Ainsi donc l’innovation de Jamendo consiste à affirmer à ses clients qu’ils n’ont à payer ni la SACEM ni la SPRé, alors qu’ils devraient « théoriquement » le faire pour la SPRé. Mais puisque les inspecteurs de la SACEM « ne passent plus »…

Quand Jamendo met en vente des morceaux sans l’autorisation des ayants droit

Mercredi 8 juillet 2009

Décembre 2007 : Jamendo met en place de nouvelles conditions générales d’utilisation qui stipulent : « Vous autorisez JAMENDO à reproduire, représenter, traduire, numériser, utiliser à des fins publicitaires, commerciales ou non, l’ensemble des Contenus et informations que vous avez apportées sur les Services ». Les artistes qui ont mis en ligne leurs oeuvres sur Jamendo avant cette date n’ont pas forcément perçu cette subtilité. Les musiciens ne sont pas forcément juristes et une phrase glissée dans un long texte juridique passe facilement inaperçue. Il n’y a pas eu d’annonce publique ni d’explication à ce sujet. Dès lors, on peut supposer que de nombreux artistes ignorent ce « détail » pourtant important. Ainsi, il n’est pas certain que les auteurs diffusant sous une licence qui comporte une clause « non commerciale » sachent réellement qu’en s’inscrivant sur Jamendo, ils permettent de fait à l’entreprise luxembourgeoise de déroger à cette clause. Ces CGU n’offrent toutefois pas (pas encore ?) à Jamendo le droit de vendre la musique qui lui est confiée.

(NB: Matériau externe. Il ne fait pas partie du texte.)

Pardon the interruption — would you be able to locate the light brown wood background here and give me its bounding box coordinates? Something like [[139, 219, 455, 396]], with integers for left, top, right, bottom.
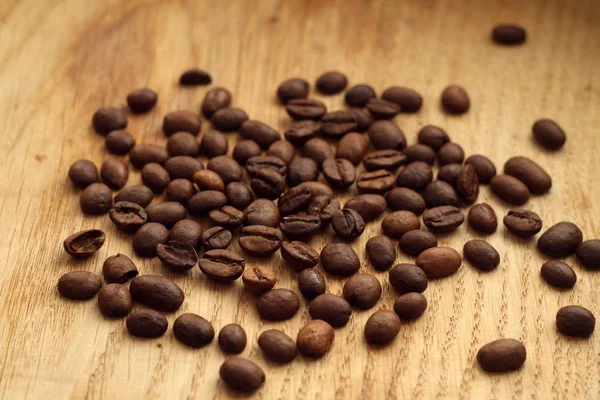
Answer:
[[0, 0, 600, 399]]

Décembre 2008 : Création par Jamendo de la licence « Jamendo Pro ». Les artistes diffusés sur Jamendo sont invités à souscrire à ce programme, présenté comme optionnel. Jamendo Pro commence ainsi à vendre des licences d’utilisation commerciale. A noter que faute d’adhésion des auteurs au programme « pro », les oeuvres diffusées sur Jamendo restent évidemment soumises aux licences ouvertes dont Jamendo impose encore l’usage. Certaines de ces licences comportent une clause « nc » qui interdit tout usage commercial de l’oeuvre (sauf dérogation accordée par l’auteur, dérogation dont bénéficie d’ailleurs Jamendo pour l’affichage de bandeaux publicitaires sur le site, comme le stipulent les CGU).

10 mai 2009 : Mastaroth révèle sur le forum de Jamendo (voir discussion) que certains de ses morceaux sont en vente sur Jamendo Pro sans son autorisation. Bien que n’ayant jamais souscrit au programme « pro », il a eu la surprise d’y trouver ses morceaux, et est même allé jusqu’à tester l’achat (voir capture d’écran).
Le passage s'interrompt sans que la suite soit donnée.